Friday, October 16, 2015

Sanguin Versus Melankolis: Kencan dan Siomay


Sanguin berjalan berjingkat-jingkat dan makin dekat dengan posisi Melankolis berdiri. Berkali-kali dia meneriakkan suku kata depan nama Melankolis,”Mel! Mel!”
Dua tangan melankolis menutup kupingnya. Dia senang atas kedatangan Sanguin, tapi dia benar-benar tidak ingin Sanguin mengetahui perasaannya yang jujur. Melankolis takut benar jika Sanguin mengejek kejujurannya.
Sampai di depan Melankolis dengan terengah-engah, Sanguin tetap melanjutkan ucapannya,”Hei… Hei… bagaimana kalau kita membeli siomay lalu kita ngobrol bersama? Semacam kencan gitu. Bagaimana? Bagaimana? Bagaimana?” mesti napasnya terengah-engah, kalimat Sanguin sama sekali tidak terpenggal bahkan malah beruntun seolah tanpa tanda baca koma apalagi titik.
Kening Melankolis mengerut. Dia gembira benar dengan ajak Sanguin. Dia ingin mengobrol dengan Sanguin berlama-lama. Tapi tunggu! Bagaimana jika Sanguin mengejek rasa jujurnya itu jika dia tahu? Begitu pikir Melankolis. Melankolis menyusun kalimat yang sebisa mungkin menyembunyikan rasa jujurnya pada Sanguin.
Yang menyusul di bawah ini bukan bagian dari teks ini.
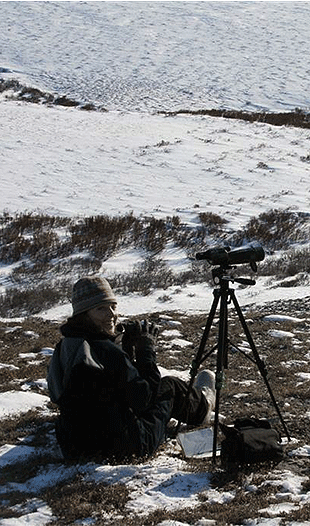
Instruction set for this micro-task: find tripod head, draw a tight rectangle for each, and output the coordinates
[212,265,256,286]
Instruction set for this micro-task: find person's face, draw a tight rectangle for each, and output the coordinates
[88,301,118,336]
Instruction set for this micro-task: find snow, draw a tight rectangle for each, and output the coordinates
[0,101,310,526]
[0,2,310,526]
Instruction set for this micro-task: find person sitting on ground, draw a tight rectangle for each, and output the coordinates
[48,276,215,461]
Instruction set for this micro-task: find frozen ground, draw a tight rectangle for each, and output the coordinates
[0,101,310,526]
[0,2,310,526]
“Hmm… Maaf, aku belum bisa. Mungkin lain waktu saja, ya? Aku masih ada acara lain.” Ucap Melankolis.
Bibir Sanguin manyun. Mukanya kelihatan tidak berusaha menutupi rasa kecewanya. Tapi, bagi Sanguin, ajakannya itu bisa dia ulang lain waktu. Bila yang terjadi penolakan sekali lagi, dia akan tetap mengulangnya. Hei?! Apa Sanguin tidak punya rasa malu dan sakit hati? Tentu saja rasa semacam itu ada. Namun, rasa penasaran buat mencari celah hati Melankolis terlalu menyenangkan dan mengalahkan rasa malu juga sakit hatinya.
“Oke, baiklah. Bukan masalah.” Sanguin pergi menjauh.
Muka Melankolis makin kelihatan cemas. Dia sungguh ingin menerima ajakan Sanguin. Sayang dia memutuskan buat berkata hal yang sebaliknya. Dalam batin dia merutuk,”Hei! Apa kamu tidak ingin mengajak aku sekali lagi? Ayo, berusaha dong!”
Sanguin makin menjauh dari posisi Melankolis berdiri. Rutukannya tentu tidak didengar oleh Sanguin.
“Hei! Ayo lah! Coba ajak aku sekali lagi, aku pasti tidak bakal menolak ajakan kamu kok! Ayo… kembali kesini, Sanguin!” Teriak Melankolis dalam hati.
Sayangnya, Sanguin tidak dianugrahi kemampuan membaca batin orang lain. Langkah kakiknya tidak juga berhenti.